The 3-track “Forever” EP lands on 10” (Clear Red Vinyl)^ and Digital on September 18, 2020 via Optic Nerve Recordings and features two new compositions, the title track “Forever” and “My Slum Soul”, plus an incendiary new version of an old live favourite “Ink Runs Dry”.
Recorded at London’s famous Konk Studios in North London and mixed and co-produced by Grammy Award-winning engineer Rik Simpson, the re-born Folk Devils drew inspiration for new recordings from the release of their 2016 career retrospective “Beautiful Monsters (Singles & Demo Recordings 1984-86)” and the excellent reactions at subsequent live shows around the UK with kindred spirits Membranes, Inca Babies, The Wolfhounds and The Cravats.
Founder members, guitarist Kris Jozajtis and bassist Mark Whiteley, reformed the group by recruiting members of a short-lived 1987 version of Folk Devils; guitarist Nick Clift and drummer John Hamilton.
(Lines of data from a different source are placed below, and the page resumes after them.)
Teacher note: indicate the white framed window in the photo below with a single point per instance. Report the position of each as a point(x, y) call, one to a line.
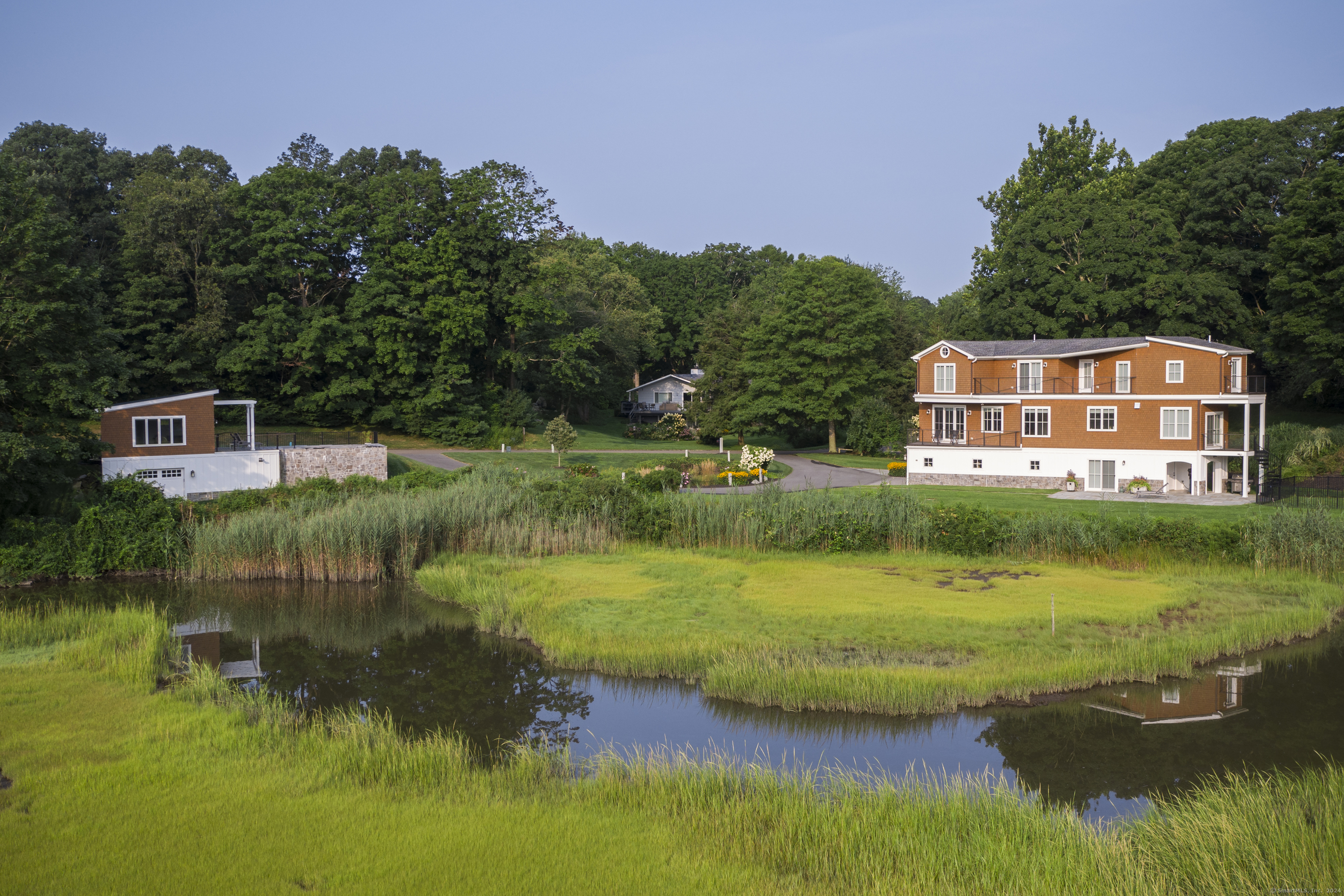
point(158, 430)
point(1035, 422)
point(1030, 377)
point(1101, 420)
point(1175, 422)
point(991, 420)
point(1101, 476)
point(1123, 382)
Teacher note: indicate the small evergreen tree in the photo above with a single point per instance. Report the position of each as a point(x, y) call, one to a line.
point(562, 436)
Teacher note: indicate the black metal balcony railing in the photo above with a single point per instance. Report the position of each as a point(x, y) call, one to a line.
point(1054, 385)
point(960, 437)
point(264, 441)
point(1244, 385)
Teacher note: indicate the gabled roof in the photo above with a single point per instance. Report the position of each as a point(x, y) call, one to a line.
point(161, 401)
point(685, 378)
point(1073, 347)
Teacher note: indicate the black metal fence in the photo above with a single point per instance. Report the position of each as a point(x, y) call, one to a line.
point(238, 441)
point(1303, 491)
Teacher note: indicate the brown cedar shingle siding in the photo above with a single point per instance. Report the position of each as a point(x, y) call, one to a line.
point(201, 427)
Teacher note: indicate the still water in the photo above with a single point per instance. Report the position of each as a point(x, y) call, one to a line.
point(1102, 751)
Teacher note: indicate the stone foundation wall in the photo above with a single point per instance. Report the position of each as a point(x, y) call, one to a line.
point(914, 477)
point(332, 461)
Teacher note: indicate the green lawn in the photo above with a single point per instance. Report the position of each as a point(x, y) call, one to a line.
point(123, 789)
point(1040, 500)
point(877, 633)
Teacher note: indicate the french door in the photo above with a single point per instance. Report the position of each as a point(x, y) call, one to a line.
point(949, 422)
point(1029, 377)
point(1213, 432)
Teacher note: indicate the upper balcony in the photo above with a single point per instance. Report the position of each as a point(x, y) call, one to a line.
point(1054, 385)
point(1244, 385)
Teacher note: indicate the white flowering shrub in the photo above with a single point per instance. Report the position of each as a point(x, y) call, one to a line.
point(756, 457)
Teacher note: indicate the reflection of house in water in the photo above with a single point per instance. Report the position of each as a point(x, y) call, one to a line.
point(1217, 696)
point(201, 643)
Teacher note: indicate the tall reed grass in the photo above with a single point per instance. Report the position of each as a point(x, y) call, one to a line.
point(336, 538)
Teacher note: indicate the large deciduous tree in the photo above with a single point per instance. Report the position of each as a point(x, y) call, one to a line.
point(1306, 290)
point(816, 351)
point(58, 364)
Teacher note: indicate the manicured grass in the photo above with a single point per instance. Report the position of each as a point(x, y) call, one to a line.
point(883, 633)
point(1040, 501)
point(119, 789)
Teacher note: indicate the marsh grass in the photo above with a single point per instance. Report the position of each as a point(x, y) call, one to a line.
point(882, 633)
point(248, 767)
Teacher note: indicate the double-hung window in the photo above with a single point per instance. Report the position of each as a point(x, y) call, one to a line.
point(158, 430)
point(1101, 476)
point(1121, 377)
point(991, 420)
point(1101, 420)
point(1035, 421)
point(1175, 422)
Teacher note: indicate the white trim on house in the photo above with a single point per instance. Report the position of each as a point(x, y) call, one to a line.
point(1102, 409)
point(1195, 346)
point(1190, 424)
point(940, 344)
point(161, 401)
point(680, 378)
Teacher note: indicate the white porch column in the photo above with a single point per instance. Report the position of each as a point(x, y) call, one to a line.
point(1246, 448)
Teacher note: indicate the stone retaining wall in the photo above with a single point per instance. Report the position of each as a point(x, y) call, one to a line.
point(332, 461)
point(998, 481)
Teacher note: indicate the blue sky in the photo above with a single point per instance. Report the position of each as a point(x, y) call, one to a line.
point(855, 130)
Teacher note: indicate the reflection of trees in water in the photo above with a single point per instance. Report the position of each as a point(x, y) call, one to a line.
point(772, 722)
point(1295, 717)
point(441, 679)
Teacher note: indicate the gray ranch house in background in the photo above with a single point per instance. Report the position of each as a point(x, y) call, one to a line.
point(648, 402)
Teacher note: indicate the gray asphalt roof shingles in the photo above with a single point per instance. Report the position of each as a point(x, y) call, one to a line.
point(1056, 347)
Together with singer Dave Hodgson they soon discovered they had created a well-oiled twin-guitar juggernaut that brimmed with the same restless, twisted blues that characterized the first and second iterations of the band from 1983-87 when they were fronted by the highly underrated and now sadly-departed singer/songwriter Ian Lowery. Hodgson, a fellow transplant from the North-East, had known Lowery in the early 80s prior to Folk Devils, when the two were in their respective post-punk bands Ski Patrol and Parting Shots.